では応用研究をする人材をどう育てるのか?SITの学生は在学中に8~12ヵ月の期間、事業会社でのインターンを義務付けられている。学生が「ビジネスとはこういうものだ」という感覚を得る一方、企業側も「こういう人材なら欲しい」と判断することができる。一旦企業に就職しても、ここに戻って継続教育やリカレント教育をうけることもできるらしい。
実践技術者が最も求められるのが、サイバーセキュリティの分野である。2年前にオーストラリアで実践教育をしている大学を訪問(*1)したが、ここはどうかと聞いてみた。すると、
・SOCのような機能は持っていない
・ハッカー教育は、完全に孤立した環境で進めている
とのこと。学んでいる学生の真剣さから見て意義ある教育(*2)とは思ったのだが、全体として「攻撃には精力を注ぐが、防御はさほどでもない」印象だった。セキュリティ部門の教授と個別に会話する機会があって、彼が「民間企業の防衛」という言葉を発したので、その意味を聞いた。すると、
・まず政府機関と社会を支えている企業の防衛
・そのためにもセキュリティ産業を育成強化
・そしてセキュリティ産業自身の防衛も必要
だという。
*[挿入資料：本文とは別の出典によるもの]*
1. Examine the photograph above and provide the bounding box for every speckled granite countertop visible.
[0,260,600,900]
セキュリティを売り物にしない他の(デジタル)産業については、彼の意識の外にあるようだ。日本ではデジタルでもない普通の産業、特に中小企業の防衛をどうするか業界団体で議論しているというと、すぐには反応してくれなかった。
SIT&PDDは、もう少し詳しい話を聞きたい機関だった。特に政府支援について・・・。